Какая-то неведомая сила быстро подняла мою руку вверх и нажала на кнопку «Б». В ладонь выпали монетки. «Ты знала», — сказал внутренний голос. А следом в памяти всплыли слова викария о молитве, вере и торговом автомате.
Срабатывает ли вера заранее? Неужели из-за одного моего намерения помолиться кто-то забыл вытащить не пригодившиеся деньги? Но если чудо произошло благодаря молитве, почему бы кнопке «Б» не выдать мне целый фунт? Тогда я не тревожила бы Стивена.
«Только фунт все равно высыпался бы в виде пенсов!»
Я снова помолилась и нажала кнопку. Как же справиться с ливнем двухсот сорока пенсов? Зря беспокоилась. Ни гроша не выпало. И я набрала Фокс-Коттонов.
Ответила Леда, причем на удивление быстро. Ее голос дрожал от ярости.
Я извинилась за беспокойство, объяснила, что позвонить меня вынудили обстоятельства, и попросила позвать Стивена.
— Даже не думай! — отрезала она. — Сейчас он к телефону не подойдет.
— Но мне очень нужно с ним поговорить! — воскликнула я. — Я знаю, он не рассердится, если вы его разбудите. Напротив, даже обрадуется, когда узнает, в какой переплет я попала.
— Твой «переплет» спокойно потерпит до завтрашнего утра, — ответила Леда. — Тревожить Стивена посреди ночи я не позволю. Просто отвратительно, каким…
Голос внезапно оборвался.

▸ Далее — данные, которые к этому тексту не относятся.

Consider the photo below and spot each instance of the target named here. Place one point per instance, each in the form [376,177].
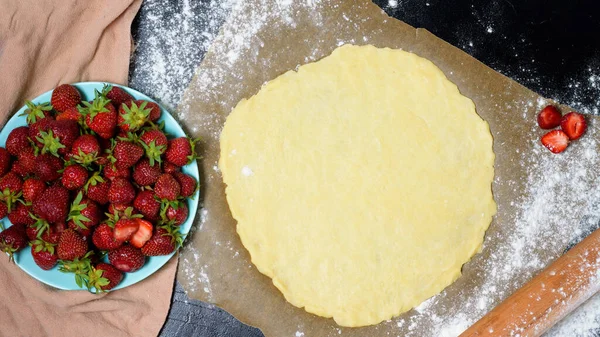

Боже мой, неужели повесила трубку?.. Следом послышался невнятный разговор, завершившийся воплем Леды:
— Ты не посмеешь!
Она коротко взвизгнула — и из трубки раздался крик Стивена:
— Что случилось? Что с тобой?!
Я торопливо описала свое положение, опустив, разумеется, ссору с Роуз. Сочинила, будто собиралась уехать на ночном поезде.
— Но ведь ночного поезда нет!
— Есть, просто ты о нем не знаешь, — протараторила я. — Неважно, потом объясню! Важно, что я без денег. Если не примчишься в ближайшее время, меня сдадут в полицию.
— Выйду сейчас же… — расстроенно заверил он. — Не бойся! Вернись за столик и закажи что-нибудь еще. Тогда подозрения улягутся. Если с тобой заговорит мужчина, не отвечай! И женщинам тоже. Особенно сестрам милосердия.
— Хорошо. Только, пожалуйста, скорей!
Зря я, наверное, упомянула полицию. Бедняга явно поверил в возможный арест, в который я сама толком не верила. Впрочем, кто угодно впадет в панику, поужинав в лондонском ресторане без гроша в кошельке, да еще среди ночи. И Стивена надо было напугать, чтобы он точно-точно пришел. Я повесила трубку, пот катил с меня градом. Столкнув с туфель сонную Элоизу, я почти волоком потащила ее к столу. Глаза бультерьерши напоминали розовые щелочки, шла она, как сомнамбула.
Я объяснила официантке, что мой друг скоро подъедет, заказала фруктовую воду с шоколадным мороженым и облегченно рухнула на стул. Какое счастье! Позабыв о недавних злоключениях, я начала с любопытством осматривать зал. За ближайшим столиком сидели люди, поставившие в театре новую пьесу, в том числе и автор, — компания ждала утренних газет с заметками о спектакле. Даже забавно: стоило улечься панике, как публика показалась мне интересной и милой, хотя прежде напоминала море галдящих лиц.
Пока я упоенно тянула фруктовую воду (восхитительный напиток!), соседний столик заняла сестра милосердия. Я чуть не подавилась трубочкой, вспомнив слова Стивена. Мне было известно, к чему он клонил. Мисс Марси рассказывала однажды историю о фальшивых монахинях: якобы те подсыпают девушкам снотворное и отправляют их в Аргентину, чтобы превратить в… «э-э-э… дщерей наслаждений, дорогая». Судя по тому, какой представляется мне Аргентина, у них и своих «дщерей» хватает.
Стивен подъехал только после трех (в поисках такси ему пришлось пройти пешком целую милю). На его лице застыло странное, напряженное выражение. Переволновался за меня, решила я.
После моих настойчивых просьб он заказал большой стакан холодного лимонаду.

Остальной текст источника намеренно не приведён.